Anatomical Joint Constraint based INS/INS fusion for Indoor Position Estimation and Tracking
Gerald LaMountain, Mohsen Nabian, M.Veysi Yildiz, Amirreza Farnoosh, Pau Closas, Sarah Ostadabbas, Deniz Erdogmus, Taskin Padir, Northeastern University
The development of strapdown inertial navigation techniques and algorithms has vastly improved the number of applications in which inertial navigation technologies may be utilized by allowing inertial navigation systems to function in spite of many of the physical constraints of the systems into which they are included. In particular by using more robust and inexpensive inertial measurement unit (IMU) devices instead of gyrostabilized accelerometer systems, strapdown inertial navigation systems eliminate the problem of gimbal lock, effectively increasing the rotational freedom of the sensors that comprise the system, and by extension that of the components of the physical systems to which they may be attached.
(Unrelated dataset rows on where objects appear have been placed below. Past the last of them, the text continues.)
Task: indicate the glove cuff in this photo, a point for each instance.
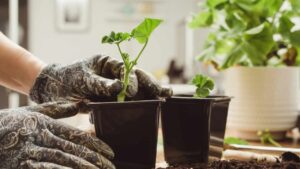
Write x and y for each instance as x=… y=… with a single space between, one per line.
x=38 y=93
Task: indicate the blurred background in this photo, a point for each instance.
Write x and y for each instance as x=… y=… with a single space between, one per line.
x=63 y=31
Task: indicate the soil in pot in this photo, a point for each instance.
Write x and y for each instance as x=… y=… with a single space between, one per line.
x=130 y=129
x=187 y=125
x=185 y=128
x=288 y=161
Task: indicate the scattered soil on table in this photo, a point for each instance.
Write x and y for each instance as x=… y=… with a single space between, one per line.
x=288 y=161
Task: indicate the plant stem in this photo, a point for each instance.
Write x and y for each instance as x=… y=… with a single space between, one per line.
x=134 y=62
x=122 y=94
x=127 y=69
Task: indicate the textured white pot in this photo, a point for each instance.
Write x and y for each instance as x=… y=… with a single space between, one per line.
x=264 y=98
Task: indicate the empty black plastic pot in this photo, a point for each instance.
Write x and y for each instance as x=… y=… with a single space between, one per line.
x=218 y=121
x=130 y=129
x=186 y=127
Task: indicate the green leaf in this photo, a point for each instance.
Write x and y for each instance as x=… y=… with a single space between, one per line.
x=266 y=137
x=236 y=22
x=203 y=19
x=115 y=38
x=298 y=57
x=233 y=57
x=203 y=85
x=295 y=4
x=258 y=42
x=234 y=140
x=295 y=38
x=285 y=26
x=143 y=31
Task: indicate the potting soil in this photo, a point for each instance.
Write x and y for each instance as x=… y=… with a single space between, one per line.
x=288 y=161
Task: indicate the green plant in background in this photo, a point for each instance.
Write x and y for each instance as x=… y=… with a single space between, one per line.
x=249 y=32
x=266 y=137
x=235 y=140
x=142 y=34
x=203 y=84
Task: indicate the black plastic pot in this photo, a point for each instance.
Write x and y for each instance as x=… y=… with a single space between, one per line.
x=186 y=127
x=130 y=129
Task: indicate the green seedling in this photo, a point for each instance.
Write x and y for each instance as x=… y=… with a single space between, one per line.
x=141 y=34
x=249 y=32
x=266 y=137
x=235 y=140
x=204 y=85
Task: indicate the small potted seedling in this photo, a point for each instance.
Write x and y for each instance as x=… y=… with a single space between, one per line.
x=186 y=123
x=129 y=127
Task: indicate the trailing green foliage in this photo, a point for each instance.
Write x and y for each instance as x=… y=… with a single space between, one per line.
x=266 y=137
x=235 y=140
x=203 y=85
x=142 y=34
x=244 y=32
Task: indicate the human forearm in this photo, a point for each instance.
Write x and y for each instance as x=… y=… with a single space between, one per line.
x=18 y=67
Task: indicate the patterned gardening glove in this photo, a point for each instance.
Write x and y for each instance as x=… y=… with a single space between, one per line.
x=95 y=78
x=29 y=139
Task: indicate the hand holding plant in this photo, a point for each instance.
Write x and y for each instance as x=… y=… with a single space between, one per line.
x=142 y=34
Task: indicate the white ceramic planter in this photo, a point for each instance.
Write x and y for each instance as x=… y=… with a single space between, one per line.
x=264 y=98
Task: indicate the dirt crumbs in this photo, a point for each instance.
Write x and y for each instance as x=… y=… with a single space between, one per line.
x=287 y=161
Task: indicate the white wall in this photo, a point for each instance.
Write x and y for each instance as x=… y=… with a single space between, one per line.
x=54 y=46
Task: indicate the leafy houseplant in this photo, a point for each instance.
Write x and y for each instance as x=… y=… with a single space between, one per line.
x=250 y=32
x=256 y=41
x=188 y=121
x=131 y=127
x=142 y=34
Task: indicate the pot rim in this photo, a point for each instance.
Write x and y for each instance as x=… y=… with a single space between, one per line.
x=217 y=98
x=264 y=67
x=125 y=102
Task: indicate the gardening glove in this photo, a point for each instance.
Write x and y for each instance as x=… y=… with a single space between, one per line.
x=95 y=78
x=29 y=139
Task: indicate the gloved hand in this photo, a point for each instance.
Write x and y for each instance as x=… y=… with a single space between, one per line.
x=29 y=139
x=95 y=78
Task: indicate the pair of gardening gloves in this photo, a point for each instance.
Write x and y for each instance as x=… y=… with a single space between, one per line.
x=31 y=138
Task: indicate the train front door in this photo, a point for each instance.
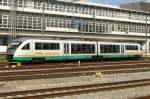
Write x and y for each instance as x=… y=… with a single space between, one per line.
x=66 y=51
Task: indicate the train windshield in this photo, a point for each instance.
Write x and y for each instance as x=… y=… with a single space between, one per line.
x=14 y=45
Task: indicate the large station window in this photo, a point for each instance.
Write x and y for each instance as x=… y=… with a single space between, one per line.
x=82 y=48
x=46 y=46
x=131 y=47
x=109 y=48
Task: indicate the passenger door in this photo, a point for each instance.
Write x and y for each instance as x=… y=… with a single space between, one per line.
x=66 y=50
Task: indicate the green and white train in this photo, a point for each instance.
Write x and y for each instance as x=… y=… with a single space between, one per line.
x=29 y=50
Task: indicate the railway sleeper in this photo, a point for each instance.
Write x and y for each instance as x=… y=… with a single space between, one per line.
x=38 y=60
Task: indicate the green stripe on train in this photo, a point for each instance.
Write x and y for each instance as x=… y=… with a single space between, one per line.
x=75 y=57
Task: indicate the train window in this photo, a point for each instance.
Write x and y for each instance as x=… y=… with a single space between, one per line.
x=82 y=48
x=109 y=48
x=54 y=46
x=47 y=46
x=38 y=46
x=26 y=47
x=131 y=47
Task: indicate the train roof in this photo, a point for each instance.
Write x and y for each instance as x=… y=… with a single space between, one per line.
x=45 y=39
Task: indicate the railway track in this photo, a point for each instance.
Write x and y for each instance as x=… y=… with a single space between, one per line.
x=76 y=89
x=72 y=71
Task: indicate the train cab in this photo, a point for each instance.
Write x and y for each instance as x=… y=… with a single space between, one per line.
x=12 y=48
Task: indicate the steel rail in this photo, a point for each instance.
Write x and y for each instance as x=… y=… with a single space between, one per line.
x=77 y=89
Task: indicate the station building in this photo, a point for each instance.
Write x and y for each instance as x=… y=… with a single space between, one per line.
x=79 y=21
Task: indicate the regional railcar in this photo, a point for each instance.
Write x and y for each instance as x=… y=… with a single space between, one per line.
x=32 y=50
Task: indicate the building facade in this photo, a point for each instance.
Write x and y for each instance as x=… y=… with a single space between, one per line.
x=139 y=6
x=66 y=20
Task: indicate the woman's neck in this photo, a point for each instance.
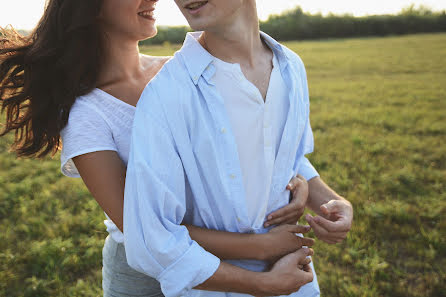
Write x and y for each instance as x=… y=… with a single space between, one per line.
x=121 y=61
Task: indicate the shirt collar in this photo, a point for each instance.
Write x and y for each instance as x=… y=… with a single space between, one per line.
x=197 y=59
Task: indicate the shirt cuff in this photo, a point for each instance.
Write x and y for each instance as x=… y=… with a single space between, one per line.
x=192 y=269
x=307 y=170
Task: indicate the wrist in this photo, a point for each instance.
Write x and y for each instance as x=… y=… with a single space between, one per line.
x=264 y=286
x=262 y=247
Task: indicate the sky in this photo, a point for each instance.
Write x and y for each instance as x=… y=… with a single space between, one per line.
x=24 y=14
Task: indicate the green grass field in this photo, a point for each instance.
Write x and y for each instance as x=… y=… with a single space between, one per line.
x=378 y=111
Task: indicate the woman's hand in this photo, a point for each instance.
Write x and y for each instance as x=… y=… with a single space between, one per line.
x=292 y=212
x=335 y=222
x=283 y=240
x=286 y=277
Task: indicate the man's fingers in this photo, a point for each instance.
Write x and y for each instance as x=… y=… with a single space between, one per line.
x=323 y=234
x=318 y=230
x=307 y=268
x=331 y=206
x=307 y=241
x=298 y=228
x=341 y=225
x=305 y=261
x=284 y=214
x=303 y=253
x=295 y=182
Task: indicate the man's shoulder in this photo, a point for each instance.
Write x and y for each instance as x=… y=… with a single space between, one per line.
x=167 y=85
x=293 y=57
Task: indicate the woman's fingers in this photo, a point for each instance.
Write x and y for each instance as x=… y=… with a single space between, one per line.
x=295 y=182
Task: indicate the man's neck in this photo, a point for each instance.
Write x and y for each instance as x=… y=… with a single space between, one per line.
x=238 y=41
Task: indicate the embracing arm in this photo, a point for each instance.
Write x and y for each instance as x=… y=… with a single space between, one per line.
x=154 y=207
x=104 y=175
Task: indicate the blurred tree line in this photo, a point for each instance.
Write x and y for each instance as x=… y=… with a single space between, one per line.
x=297 y=25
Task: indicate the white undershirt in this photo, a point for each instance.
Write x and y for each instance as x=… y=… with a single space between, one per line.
x=257 y=126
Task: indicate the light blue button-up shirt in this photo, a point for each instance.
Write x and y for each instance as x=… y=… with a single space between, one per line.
x=183 y=170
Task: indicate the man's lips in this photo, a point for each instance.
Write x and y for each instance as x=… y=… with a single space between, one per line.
x=193 y=6
x=148 y=14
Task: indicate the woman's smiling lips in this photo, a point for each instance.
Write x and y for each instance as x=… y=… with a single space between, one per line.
x=147 y=14
x=195 y=7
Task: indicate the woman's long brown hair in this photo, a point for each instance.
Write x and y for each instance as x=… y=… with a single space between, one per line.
x=42 y=74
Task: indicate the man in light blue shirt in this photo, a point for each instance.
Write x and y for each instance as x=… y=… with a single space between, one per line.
x=184 y=164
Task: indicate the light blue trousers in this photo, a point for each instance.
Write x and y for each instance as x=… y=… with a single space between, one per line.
x=119 y=279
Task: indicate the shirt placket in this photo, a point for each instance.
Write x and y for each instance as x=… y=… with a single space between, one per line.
x=228 y=155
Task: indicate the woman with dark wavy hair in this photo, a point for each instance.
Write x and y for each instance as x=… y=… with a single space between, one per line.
x=76 y=81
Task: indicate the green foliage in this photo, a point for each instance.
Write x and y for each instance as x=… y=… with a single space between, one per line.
x=378 y=115
x=296 y=24
x=173 y=35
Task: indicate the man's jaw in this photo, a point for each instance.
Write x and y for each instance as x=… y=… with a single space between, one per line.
x=195 y=6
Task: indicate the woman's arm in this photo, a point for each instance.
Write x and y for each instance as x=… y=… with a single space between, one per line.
x=104 y=175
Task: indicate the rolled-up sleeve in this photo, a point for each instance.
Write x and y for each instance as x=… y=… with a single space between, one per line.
x=155 y=204
x=306 y=146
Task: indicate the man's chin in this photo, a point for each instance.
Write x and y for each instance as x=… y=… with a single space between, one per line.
x=198 y=25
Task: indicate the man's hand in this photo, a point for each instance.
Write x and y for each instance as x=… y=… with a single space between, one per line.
x=282 y=240
x=286 y=277
x=292 y=212
x=335 y=223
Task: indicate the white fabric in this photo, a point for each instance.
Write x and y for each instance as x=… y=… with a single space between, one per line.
x=97 y=122
x=257 y=126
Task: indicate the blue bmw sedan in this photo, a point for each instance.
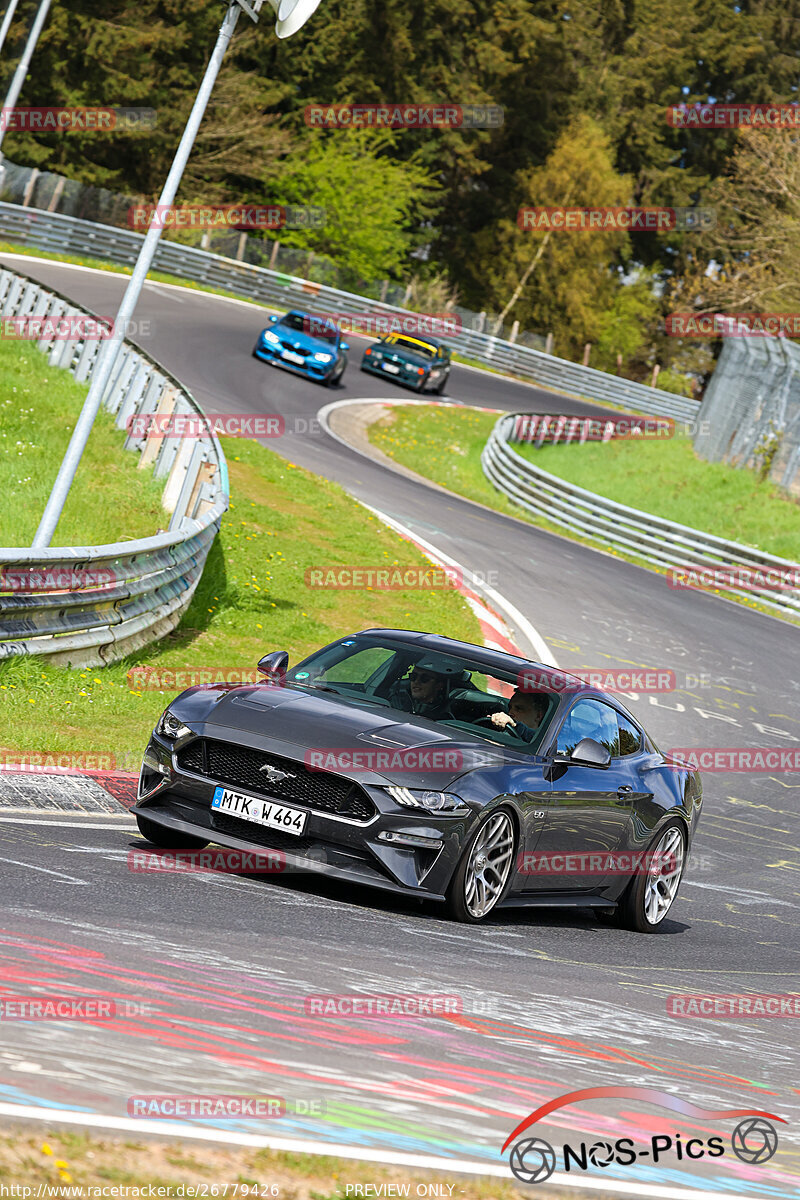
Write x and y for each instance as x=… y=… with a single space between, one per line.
x=310 y=346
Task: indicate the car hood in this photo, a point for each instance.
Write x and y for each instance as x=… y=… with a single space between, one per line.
x=373 y=745
x=301 y=340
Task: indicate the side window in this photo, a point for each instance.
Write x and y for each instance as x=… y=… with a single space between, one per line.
x=589 y=719
x=630 y=739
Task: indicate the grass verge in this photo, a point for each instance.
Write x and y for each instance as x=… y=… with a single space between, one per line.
x=660 y=477
x=104 y=264
x=65 y=1161
x=252 y=599
x=110 y=498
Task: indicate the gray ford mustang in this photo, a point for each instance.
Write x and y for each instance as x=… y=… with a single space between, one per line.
x=428 y=767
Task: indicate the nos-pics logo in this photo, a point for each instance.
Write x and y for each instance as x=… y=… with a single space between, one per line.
x=533 y=1159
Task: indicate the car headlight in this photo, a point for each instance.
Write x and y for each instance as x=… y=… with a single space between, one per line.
x=170 y=726
x=432 y=802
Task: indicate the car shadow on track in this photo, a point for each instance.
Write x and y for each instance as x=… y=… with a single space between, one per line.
x=373 y=900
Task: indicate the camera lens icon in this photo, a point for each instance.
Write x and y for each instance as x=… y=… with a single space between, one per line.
x=533 y=1161
x=601 y=1153
x=755 y=1140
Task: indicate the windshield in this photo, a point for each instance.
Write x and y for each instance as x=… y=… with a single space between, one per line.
x=452 y=690
x=316 y=327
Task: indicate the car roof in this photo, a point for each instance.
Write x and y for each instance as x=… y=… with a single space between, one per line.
x=410 y=337
x=488 y=657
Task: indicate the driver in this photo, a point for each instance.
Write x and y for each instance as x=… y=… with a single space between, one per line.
x=525 y=714
x=426 y=690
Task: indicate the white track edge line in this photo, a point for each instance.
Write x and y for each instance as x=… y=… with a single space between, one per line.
x=341 y=1150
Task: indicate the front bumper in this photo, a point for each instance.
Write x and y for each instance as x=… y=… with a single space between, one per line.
x=403 y=379
x=310 y=369
x=330 y=845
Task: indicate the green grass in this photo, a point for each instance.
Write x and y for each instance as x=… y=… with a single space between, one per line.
x=252 y=599
x=662 y=477
x=103 y=264
x=110 y=498
x=666 y=477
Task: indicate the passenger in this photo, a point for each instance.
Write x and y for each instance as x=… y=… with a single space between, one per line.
x=525 y=713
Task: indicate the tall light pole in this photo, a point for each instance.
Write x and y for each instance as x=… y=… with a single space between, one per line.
x=7 y=17
x=12 y=96
x=292 y=16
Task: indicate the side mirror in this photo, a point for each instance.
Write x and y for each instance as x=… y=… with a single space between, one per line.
x=274 y=665
x=588 y=753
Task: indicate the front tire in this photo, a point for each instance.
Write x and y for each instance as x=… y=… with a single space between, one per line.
x=482 y=875
x=168 y=839
x=650 y=895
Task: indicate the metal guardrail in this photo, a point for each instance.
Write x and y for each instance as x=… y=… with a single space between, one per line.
x=71 y=235
x=653 y=539
x=92 y=605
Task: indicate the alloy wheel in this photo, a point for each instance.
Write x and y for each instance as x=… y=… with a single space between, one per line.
x=663 y=876
x=489 y=865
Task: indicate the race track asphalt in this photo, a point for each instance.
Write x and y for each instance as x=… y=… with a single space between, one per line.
x=551 y=1001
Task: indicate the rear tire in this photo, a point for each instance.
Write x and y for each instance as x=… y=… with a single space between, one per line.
x=481 y=879
x=649 y=897
x=168 y=839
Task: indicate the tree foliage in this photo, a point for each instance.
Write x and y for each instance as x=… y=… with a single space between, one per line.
x=584 y=85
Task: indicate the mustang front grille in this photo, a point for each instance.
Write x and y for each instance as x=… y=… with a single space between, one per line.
x=280 y=779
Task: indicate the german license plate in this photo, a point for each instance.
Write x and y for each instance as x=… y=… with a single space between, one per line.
x=251 y=808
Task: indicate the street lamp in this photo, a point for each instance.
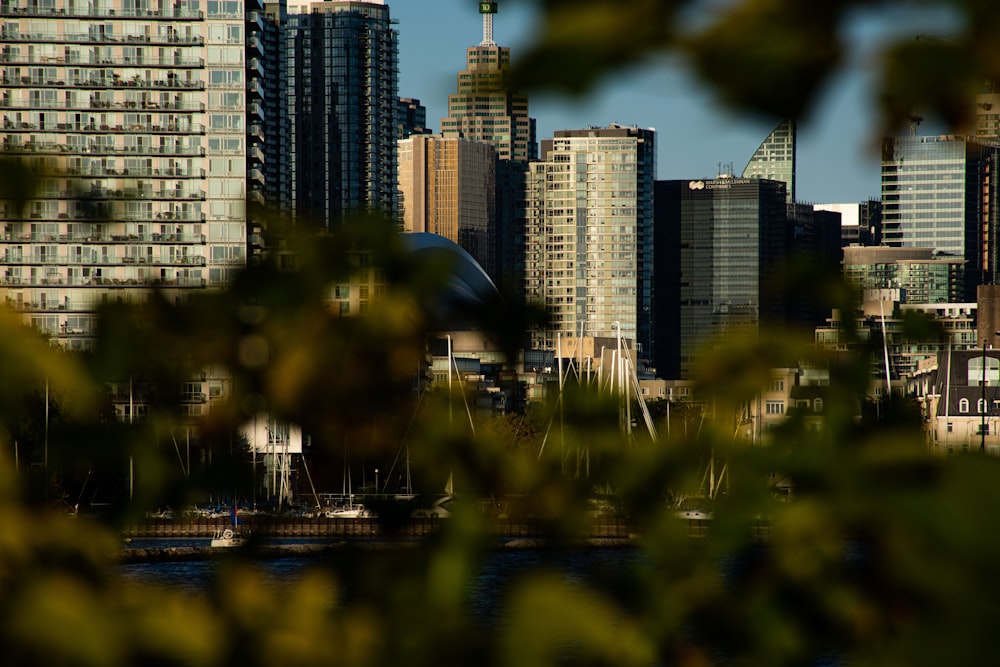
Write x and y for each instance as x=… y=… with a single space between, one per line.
x=982 y=403
x=985 y=408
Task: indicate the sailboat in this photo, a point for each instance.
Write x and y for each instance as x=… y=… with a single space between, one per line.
x=231 y=536
x=352 y=510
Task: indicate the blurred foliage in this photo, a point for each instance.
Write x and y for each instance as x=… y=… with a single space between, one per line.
x=774 y=57
x=884 y=555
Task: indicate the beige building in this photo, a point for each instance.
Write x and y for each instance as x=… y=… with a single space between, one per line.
x=139 y=114
x=447 y=187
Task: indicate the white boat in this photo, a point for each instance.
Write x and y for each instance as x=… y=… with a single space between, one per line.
x=230 y=536
x=352 y=511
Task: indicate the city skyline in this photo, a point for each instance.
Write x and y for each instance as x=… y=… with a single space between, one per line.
x=838 y=154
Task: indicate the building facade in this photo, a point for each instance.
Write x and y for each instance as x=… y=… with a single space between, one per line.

One particularly interesting example of such an application is in robotic and human indoor navigation, in which sensors must be attached to limbs and joints which may have a high freedom of motion resulting in the ability of the robotic or human body to execute complicated maneuvers and assume a wide variety of poses. In addition to the challenges inherent with working with a physical system which exhibits such rich kinematic behavior, the indoor aspect of these applications can result in intermittency or connection unreliability with global navigation satellite systems (GNSS), which are traditionally fused with dead reckoning inertial systems to correct for inertial bias and system unobservability in position estimation applications. This means that there can be relatively large periods of time in which position estimation solutions will be subject to divergence from the true position of the sensor.
One possible approach to address these challenges is to make use of the fact that the dimensions and limitations of the physical system can be measured and known a priori. Limbs are of typically of fixed, measurable lengths, and joints are limited in the direction and distance in which they can rotate. We hypothesize that by applying constraints based on these known physical quantities and kinematic limitations of robot or human bodies to an algorithm based on traditional strapdown equations and techniques, the navigation solution are improved in terms of system accuracy and robustness to dropouts in GNSS position estimation. Several hybridization schemes can be possible, for which one can think of approaches conceptually similar to those from classic IMU fusion like loose or tight coupling. As a first approach to the general goal of optimally fusing body-mounted IMUs, this paper will develop the theory considering a pair of sensors that have generic physical constraints which relate their relative positions, velocities, and attitudes. We will discuss, through computer simulations, a variety of two-joint configurations featuring different constraints on the rotational freedom of each of the joints. This is a crucial step towards designing more general multi-IMU fusion algorithms, for which we will study two-joint configurations that are relevant also in the context of body constraints. Following this, we will test the application of these constraints to a particular physical toy case in which a double pendulum with IMU sensors attached to the body of each segment of the pendulum is suspended from a robotic (aerial) platform which is allowed to move freely in two or three dimensions. The objective is to show how optimal data fusion can be achieved to estimate the location of the platform by using measurements from the two IMUs. We will compare the performance of the constrained solution for each of the two sensors under GNSS and GNSS dropout conditions to those computed without application of those constraints.